Moreover, teachers need to rekindle confidence and a lifelong interest in finance. Money-making skills should be a leaving requirement for every student; for without suitable skills to master the money-making art, and by way of nonexistent and stunted survival instincts, (sadly) living and subsisting and thriving outside of the workforce have all been rendered next to impossible.
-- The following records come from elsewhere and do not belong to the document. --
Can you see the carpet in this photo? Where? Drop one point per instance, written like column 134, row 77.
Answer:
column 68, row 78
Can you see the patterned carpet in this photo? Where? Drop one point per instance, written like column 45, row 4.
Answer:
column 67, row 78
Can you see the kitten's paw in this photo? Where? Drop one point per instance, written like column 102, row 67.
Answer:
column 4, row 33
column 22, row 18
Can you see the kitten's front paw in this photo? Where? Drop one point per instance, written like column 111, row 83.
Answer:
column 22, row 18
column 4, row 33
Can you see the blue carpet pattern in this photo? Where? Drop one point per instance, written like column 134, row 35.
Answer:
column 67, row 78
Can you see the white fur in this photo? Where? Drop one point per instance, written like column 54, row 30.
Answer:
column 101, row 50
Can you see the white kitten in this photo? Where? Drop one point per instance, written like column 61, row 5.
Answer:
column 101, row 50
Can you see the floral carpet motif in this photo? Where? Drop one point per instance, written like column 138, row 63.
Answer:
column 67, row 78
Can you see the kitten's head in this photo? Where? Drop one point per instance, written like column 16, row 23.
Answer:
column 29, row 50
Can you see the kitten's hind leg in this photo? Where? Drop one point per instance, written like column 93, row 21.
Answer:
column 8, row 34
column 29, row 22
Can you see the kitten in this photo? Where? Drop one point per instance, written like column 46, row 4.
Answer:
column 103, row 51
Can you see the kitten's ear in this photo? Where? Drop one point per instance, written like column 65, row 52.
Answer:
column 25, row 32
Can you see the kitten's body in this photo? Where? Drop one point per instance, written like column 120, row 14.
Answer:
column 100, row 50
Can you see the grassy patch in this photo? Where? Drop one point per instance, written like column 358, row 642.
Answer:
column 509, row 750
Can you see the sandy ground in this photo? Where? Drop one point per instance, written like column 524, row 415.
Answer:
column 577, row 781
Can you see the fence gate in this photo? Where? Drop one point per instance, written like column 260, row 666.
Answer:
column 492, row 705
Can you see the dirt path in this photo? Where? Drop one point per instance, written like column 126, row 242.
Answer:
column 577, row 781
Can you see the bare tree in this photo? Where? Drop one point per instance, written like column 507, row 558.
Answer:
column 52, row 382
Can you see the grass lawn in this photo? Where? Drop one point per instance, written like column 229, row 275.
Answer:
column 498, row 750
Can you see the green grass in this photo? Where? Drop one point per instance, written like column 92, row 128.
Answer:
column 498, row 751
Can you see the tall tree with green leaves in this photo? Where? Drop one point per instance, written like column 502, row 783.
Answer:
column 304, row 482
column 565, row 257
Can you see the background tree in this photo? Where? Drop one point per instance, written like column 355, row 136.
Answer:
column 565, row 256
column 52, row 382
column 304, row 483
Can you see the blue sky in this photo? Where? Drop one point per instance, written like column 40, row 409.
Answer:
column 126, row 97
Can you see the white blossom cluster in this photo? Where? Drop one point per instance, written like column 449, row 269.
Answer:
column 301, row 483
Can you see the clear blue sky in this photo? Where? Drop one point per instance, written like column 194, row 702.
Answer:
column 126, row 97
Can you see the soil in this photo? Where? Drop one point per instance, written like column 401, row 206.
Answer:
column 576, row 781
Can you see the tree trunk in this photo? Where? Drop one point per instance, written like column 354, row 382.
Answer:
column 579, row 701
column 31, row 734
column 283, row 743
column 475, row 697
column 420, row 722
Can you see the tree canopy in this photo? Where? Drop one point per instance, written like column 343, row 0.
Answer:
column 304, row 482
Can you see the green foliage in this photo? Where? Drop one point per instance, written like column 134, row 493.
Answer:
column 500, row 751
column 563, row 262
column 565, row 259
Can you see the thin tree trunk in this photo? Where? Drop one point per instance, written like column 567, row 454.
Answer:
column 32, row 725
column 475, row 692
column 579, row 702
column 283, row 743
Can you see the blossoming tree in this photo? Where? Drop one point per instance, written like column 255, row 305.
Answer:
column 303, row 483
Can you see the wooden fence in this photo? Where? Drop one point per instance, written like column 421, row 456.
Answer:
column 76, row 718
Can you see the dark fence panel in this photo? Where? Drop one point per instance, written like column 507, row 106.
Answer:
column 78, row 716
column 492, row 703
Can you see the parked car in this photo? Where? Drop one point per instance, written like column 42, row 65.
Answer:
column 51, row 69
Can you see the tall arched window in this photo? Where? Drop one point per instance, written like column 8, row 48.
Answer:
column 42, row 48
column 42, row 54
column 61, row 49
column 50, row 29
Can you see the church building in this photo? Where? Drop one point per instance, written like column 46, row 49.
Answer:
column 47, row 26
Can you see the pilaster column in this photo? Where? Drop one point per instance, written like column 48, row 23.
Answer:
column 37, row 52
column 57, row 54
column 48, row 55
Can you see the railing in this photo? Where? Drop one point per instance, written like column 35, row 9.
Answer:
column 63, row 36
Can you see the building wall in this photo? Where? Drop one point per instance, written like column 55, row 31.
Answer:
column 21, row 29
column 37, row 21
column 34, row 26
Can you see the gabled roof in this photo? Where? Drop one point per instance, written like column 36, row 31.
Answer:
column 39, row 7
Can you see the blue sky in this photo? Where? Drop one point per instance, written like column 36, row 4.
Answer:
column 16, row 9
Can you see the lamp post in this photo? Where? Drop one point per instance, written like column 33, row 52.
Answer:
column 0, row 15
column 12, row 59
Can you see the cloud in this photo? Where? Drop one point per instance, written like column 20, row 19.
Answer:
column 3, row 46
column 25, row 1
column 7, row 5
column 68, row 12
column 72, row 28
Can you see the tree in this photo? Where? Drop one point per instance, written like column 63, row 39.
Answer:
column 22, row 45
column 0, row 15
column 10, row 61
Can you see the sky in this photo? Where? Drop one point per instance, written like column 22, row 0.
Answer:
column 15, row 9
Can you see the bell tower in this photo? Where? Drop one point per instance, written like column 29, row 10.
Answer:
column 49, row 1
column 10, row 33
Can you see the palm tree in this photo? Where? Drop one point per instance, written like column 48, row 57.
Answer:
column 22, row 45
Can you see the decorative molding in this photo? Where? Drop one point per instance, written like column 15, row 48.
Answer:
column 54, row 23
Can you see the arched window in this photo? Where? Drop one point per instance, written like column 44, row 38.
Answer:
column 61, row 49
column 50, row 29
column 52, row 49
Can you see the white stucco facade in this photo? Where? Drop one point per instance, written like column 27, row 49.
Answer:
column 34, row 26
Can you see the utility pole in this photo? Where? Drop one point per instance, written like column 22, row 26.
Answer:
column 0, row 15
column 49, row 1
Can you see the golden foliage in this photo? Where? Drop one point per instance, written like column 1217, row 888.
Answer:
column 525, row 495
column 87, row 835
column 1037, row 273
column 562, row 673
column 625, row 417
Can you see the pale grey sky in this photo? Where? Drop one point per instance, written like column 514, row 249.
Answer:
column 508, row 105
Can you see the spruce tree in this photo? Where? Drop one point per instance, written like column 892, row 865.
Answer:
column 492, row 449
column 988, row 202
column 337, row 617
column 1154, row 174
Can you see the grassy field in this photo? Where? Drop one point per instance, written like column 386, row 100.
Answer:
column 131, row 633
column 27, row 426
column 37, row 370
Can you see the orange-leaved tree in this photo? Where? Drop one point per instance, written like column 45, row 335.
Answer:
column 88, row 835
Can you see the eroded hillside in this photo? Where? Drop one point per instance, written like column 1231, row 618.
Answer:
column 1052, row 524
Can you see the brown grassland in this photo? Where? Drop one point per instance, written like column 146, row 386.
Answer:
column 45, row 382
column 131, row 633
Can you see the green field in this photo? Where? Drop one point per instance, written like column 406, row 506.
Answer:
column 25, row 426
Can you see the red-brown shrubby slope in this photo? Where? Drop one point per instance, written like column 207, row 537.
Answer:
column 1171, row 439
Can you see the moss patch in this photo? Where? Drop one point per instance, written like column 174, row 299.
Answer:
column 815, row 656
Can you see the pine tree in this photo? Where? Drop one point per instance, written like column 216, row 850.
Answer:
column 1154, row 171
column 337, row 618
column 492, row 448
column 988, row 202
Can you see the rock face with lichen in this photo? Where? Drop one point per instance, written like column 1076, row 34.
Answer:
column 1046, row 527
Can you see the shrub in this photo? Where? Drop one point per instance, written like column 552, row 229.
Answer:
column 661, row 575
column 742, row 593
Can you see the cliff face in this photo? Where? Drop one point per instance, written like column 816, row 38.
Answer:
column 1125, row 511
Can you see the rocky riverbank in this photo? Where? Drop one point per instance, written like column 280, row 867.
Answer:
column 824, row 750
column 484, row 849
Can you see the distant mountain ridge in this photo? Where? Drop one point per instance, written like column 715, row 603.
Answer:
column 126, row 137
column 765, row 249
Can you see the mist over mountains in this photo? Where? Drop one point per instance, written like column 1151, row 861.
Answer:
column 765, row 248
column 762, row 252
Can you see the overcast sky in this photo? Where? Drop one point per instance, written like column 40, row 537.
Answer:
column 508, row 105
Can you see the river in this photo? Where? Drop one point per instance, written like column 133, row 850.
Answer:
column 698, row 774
On the reverse, students need to learn to accept and appreciate other human beings for who they are at heart and see the light and innate potential and positive side in people. Of course, that’s not to say that students all of a sudden are to eschew all bad character traits and blindly enter friendships and relationships with reckless abandon. Well, no, of course not. But in such tumultuous times where war, hate and crime abound a plenty, encouraging acceptance and love and a sense of kinship and decency between your fellow man and woman is doubtless almost always a good thing. And so it is the central contention of this essay that the education system, especially at the tertiary university level, must do its utmost to work against segregating students according to class, race, socio-economic status and/or the subjects they may (or may not) be pursuing. After all, none of us know everything, but if only we would work together and collaborate in earnest then we as society can, in fact, come a lot closer to knowing just about anything. Diversity needs to be actively fostered on campus, and spatial and social interaction across faculties should be encouraged, not just in social clubs, societies or groups.
In sum, education is an organic process that must consider each and every child for who they truly are at heart. Above all, education needs to educate students’ entire body, not just their head. Technology, if employed at all, should be effectively limited in exchange for real-life skills and of course to avoid detached, insipid, irreverent students.